Beower saw his opponent standing before him in the clearing of the forest. The Northern light glowed a pale green that cast ethereal colors on the snow and animated the shadows of the trees. The warrior before him stood shirtless, scars covering his arms and a tattoo of the world serpent across his chest. His eyes seemed to glow a sickly blue from behind his helmet in the night and his smile was cruel. The axe in his hand was red with dried blood.


Beower stood and pulled off his cloak followed by his mail and his shirt. The cold bit at his skin and he fought the urge to shiver. He unsheathed his axe and readied his shield. The two men walked towards each other with slow but meaningful purpose. Beower hated the smiling face in front of him. He let the hatred spread to his limbs to fight the cold as he swung hard.


The axe smacked into the shield and the battle began in earnest. Both warriors swung with intensity, chipping away the signs and paint of the other’s shield. His opponent was swift and always seemed to melt away just before Beower’s axe could find its mark. However he kept his guard up, weathering blow after blow.


Sweat beaded in spite of the cold and dripped in warm rivulets down his face. The warrior in front of him growled with pleasure at the struggle, immune to the winter. He charged forward and knocked Beower to the ground with a blow of his shield. Snow clung to his back as he scrambled to recover his shield. The warrior’s axe came down too fast to block so Beower rolled away, surrendering his defence.
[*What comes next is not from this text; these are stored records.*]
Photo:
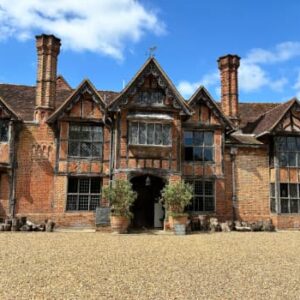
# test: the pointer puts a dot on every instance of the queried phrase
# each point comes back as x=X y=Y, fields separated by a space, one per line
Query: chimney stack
x=228 y=66
x=48 y=47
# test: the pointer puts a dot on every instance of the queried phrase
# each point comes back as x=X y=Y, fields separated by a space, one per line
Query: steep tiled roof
x=21 y=98
x=269 y=120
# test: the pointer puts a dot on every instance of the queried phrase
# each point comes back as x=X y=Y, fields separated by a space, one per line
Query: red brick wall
x=252 y=184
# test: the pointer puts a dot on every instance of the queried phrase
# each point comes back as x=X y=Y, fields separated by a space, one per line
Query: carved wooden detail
x=290 y=122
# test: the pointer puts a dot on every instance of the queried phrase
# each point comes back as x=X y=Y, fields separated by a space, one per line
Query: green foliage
x=121 y=197
x=176 y=196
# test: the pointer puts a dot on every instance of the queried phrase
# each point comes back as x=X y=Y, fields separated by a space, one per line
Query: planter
x=182 y=220
x=119 y=224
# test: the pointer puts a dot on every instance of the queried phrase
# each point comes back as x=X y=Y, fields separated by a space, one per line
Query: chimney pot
x=228 y=66
x=48 y=47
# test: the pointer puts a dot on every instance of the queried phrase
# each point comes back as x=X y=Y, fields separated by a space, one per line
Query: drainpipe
x=233 y=153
He clambered onto his feet, holding his weapon now with two hands. The enemy laughed and tossed his own shield away. The gesture only poured more hatred into Beower’s blood. He roared out in anger and swung again. His opponent blocked it and brought the handle of his axe into Beower’s face. He could feel blood running from his nose.


“Give up” the warrior hissed to Beower, grinning with a row of white teeth. Pressing forward, Beower kept the offensive up, swinging hard. Blow after blow glanced off his enemy’s weapon or chopped harmlessly through the air. His muscles burned and the cold air burned his lungs. His hatred was still thick in his blood but it wasn’t enough. His opponent’s axe tip kissed his face and drew more blood.


Beower couldn’t breathe. The hatred and exhaustion closed his throat and he struggled to keep his grip on his weapon. His enemy’s swings were getting harder and harder to dodge. He seemed to be immune to the world and fought with nothing held back. Desperate, Beower lunged forward and tackled his rival.


The two men collapsed into the snow and the battle turned into a grapple for life. Punches landed hard in Beower’s stomach, robbing him of what little wind was left in his body. His foe was fast and impossible to pin.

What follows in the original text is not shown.